Bethlehem Resembles A Ghost Town, Christmas Celebrations Canceled Amid War In Gaza
HuffPost
The festive lights and Christmas tree that normally decorate Manger Square were missing, as were the throngs of foreign tourists who gather each year to mark the holiday.
BETHLEHEM, West Bank (AP) — The normally bustling biblical birthplace of Jesus resembled a ghost town on Sunday, as Christmas Eve celebrations in Bethlehem were called off due to the Israel-Hamas war.
The festive lights and Christmas tree that normally decorate Manger Square were missing, as were the throngs of foreign tourists who gather each year to mark the holiday. Dozens of Palestinian security forces patrolled the empty square.
The gift shops were slow to open on Christmas Eve, although a few did once the rain had stopped pouring down. There were few visitors, however.
“This year, without the Christmas tree and without lights, there’s just darkness,” said Brother John Vinh, a Franciscan monk from Vietnam who has lived in Jerusalem for six years.

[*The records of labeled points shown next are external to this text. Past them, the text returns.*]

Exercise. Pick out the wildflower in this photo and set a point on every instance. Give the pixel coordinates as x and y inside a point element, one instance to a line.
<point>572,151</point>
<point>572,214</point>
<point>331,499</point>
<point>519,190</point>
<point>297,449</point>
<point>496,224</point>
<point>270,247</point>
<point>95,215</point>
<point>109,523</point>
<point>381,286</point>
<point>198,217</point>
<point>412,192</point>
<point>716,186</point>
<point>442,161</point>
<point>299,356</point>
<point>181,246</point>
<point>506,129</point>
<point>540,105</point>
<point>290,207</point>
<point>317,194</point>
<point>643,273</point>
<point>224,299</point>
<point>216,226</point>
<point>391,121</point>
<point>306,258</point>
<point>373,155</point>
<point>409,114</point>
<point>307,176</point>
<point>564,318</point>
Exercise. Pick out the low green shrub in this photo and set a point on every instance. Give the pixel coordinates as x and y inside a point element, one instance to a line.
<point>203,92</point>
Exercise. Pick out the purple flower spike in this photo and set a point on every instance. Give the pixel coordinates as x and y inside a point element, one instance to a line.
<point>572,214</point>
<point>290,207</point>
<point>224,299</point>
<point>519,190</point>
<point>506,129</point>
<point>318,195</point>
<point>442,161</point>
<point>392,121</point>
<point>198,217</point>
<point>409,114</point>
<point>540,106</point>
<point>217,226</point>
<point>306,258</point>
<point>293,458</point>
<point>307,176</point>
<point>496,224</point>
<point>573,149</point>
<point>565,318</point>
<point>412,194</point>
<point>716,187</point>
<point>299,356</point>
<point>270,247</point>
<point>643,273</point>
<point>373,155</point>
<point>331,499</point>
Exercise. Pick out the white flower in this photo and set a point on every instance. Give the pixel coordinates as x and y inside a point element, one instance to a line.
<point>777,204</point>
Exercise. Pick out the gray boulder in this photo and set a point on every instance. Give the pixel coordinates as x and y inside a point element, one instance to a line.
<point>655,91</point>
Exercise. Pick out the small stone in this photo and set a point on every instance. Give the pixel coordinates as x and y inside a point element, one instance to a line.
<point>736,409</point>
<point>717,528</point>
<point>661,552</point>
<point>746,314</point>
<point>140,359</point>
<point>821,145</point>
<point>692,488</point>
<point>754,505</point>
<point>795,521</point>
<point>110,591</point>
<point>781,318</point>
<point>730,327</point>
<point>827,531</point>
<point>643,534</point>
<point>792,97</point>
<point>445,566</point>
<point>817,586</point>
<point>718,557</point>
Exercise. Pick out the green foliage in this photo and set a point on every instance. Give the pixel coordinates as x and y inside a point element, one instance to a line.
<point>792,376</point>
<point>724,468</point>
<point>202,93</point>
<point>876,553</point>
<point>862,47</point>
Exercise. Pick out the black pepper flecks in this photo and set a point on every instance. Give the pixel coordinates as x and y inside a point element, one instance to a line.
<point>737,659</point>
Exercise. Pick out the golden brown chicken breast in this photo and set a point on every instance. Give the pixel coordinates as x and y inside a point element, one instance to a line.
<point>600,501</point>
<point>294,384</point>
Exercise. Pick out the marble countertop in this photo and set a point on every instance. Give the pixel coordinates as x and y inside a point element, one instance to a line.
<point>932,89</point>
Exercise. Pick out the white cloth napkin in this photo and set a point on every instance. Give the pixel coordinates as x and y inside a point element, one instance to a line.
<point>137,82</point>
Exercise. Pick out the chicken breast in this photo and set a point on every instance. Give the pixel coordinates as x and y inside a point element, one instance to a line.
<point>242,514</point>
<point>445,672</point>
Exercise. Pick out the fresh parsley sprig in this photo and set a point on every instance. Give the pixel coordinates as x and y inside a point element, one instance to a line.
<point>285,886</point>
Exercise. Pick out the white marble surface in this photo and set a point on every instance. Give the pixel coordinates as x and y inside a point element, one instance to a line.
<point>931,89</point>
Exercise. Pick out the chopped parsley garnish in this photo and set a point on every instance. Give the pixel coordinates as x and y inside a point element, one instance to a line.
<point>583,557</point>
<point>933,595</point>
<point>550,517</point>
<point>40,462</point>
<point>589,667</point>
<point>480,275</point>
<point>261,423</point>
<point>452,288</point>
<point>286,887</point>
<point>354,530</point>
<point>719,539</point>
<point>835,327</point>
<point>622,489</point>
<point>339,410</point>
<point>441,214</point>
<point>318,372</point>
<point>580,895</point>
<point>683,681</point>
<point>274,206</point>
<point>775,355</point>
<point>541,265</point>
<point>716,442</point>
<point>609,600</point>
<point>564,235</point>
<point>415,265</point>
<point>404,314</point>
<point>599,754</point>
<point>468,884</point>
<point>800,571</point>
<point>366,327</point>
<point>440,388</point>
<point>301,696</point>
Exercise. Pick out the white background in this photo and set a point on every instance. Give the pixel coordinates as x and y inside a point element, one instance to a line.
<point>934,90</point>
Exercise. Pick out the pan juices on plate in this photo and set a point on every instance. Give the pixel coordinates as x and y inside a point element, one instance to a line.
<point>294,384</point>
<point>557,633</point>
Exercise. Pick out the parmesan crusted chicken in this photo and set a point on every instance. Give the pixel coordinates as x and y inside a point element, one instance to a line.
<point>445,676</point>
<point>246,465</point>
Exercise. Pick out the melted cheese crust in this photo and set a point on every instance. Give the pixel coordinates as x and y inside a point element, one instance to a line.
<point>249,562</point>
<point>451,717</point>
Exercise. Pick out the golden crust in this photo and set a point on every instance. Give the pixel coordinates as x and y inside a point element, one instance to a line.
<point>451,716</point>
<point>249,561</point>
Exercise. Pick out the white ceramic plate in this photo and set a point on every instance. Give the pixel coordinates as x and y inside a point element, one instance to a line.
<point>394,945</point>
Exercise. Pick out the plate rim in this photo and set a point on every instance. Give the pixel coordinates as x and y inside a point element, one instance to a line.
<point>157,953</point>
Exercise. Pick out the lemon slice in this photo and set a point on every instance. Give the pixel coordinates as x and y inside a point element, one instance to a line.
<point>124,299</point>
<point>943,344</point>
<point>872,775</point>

He said he always comes to Bethlehem to mark Christmas, but this year was especially sobering, as he gazed at a nativity scene in Manger Square with a baby Jesus wrapped in a white shroud, reminiscent of the hundreds of children killed in the fighting in Gaza. Barbed wire surrounded the scene, the grey rubble reflecting none of the joyous lights and bursts of color that normally fill the square during the Christmas season.